HTML decoder in Natural

Is there a function or utility to decode HTML encoding in Natural? We have a need to remove encoding from strings (not xml documents).
Thanks,
Craig Soehnlin

Do you mean for displaying HTML for I/O purposes, or more like string parsing? I could see you wanting to display a web page, or maybe reverse engineer a 3270 map out of a web page (though that sounds rather difficult), or perhaps interpreting data from a table (or something like that) for processing and storage.

we have a .net app that is sending data and is using HTML encoding to send special characters in the free form text. We need to have Natural remove the encoding and insert the proper characters. We could do a lot of examine replaces, but it would be much nicer to have a function or utility I could call to do it all at once. The XML parser does XML decoding but this data is a string, not a document.
Thanks,
Craig Soehnlin

To help with debugging of Unicode and UTF-8 related problems, I’ve written two tools:

utf8-decoder
Paste in some UTF-8 bytes (either as hexadecimal, decimal, octal, or binary numbers, or as a hex dump, or as raw bytes in the form of Windows-1252 or ISO-8859-1 characters) and this script will tell you what the characters are, including UTF-8 decoding diagnostics.

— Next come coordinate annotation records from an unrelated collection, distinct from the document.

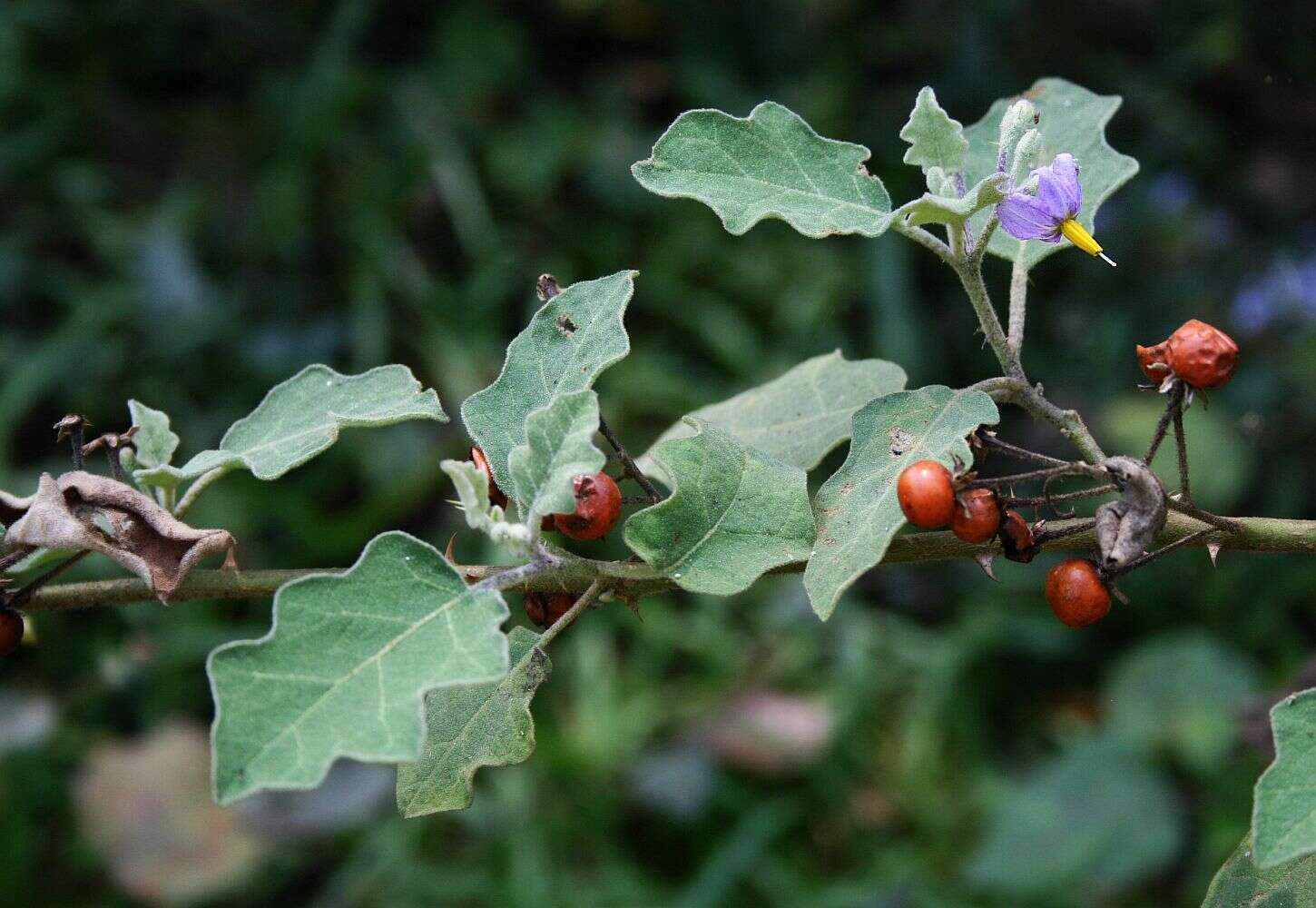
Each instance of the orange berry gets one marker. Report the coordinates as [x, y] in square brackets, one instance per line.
[977, 515]
[598, 508]
[927, 495]
[1076, 592]
[1203, 356]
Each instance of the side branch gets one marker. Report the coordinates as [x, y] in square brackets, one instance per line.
[634, 580]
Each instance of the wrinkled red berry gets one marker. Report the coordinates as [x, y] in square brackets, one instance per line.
[11, 630]
[977, 515]
[1153, 362]
[927, 495]
[1203, 356]
[1016, 538]
[598, 508]
[482, 462]
[545, 609]
[1076, 592]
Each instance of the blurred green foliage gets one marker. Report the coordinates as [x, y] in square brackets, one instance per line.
[201, 198]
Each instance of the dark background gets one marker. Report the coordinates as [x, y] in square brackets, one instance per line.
[201, 198]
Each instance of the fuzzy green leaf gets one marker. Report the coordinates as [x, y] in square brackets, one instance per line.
[1093, 819]
[770, 163]
[944, 210]
[347, 665]
[559, 448]
[1283, 814]
[303, 416]
[473, 492]
[857, 508]
[1073, 120]
[1242, 884]
[566, 346]
[734, 513]
[935, 138]
[801, 415]
[474, 726]
[154, 442]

For example, if you are viewing a UTF-8 encoded file in a raw Emacs buffer, and your buffer contains \342​\200​\253​\330​\263​\331​\204​\330​\247​\331​\205, and you want to know what on earth that is, you just need to select that exact string, paste it into the script’s input field, and click the submit button. It will then tell you the characters are:

202B RIGHT-TO-LEFT EMBEDDING
0633 ARABIC LETTER SEEN
0644 ARABIC LETTER LAM
0627 ARABIC LETTER ALEF
0645 ARABIC LETTER MEEM
This can be very useful, especially since the first one above (the RLE) is not a visible character! The script also includes some other useful information, such as the binary representation of each input byte and the entities you would use to include the characters in a US-ASCII HTML or XML file.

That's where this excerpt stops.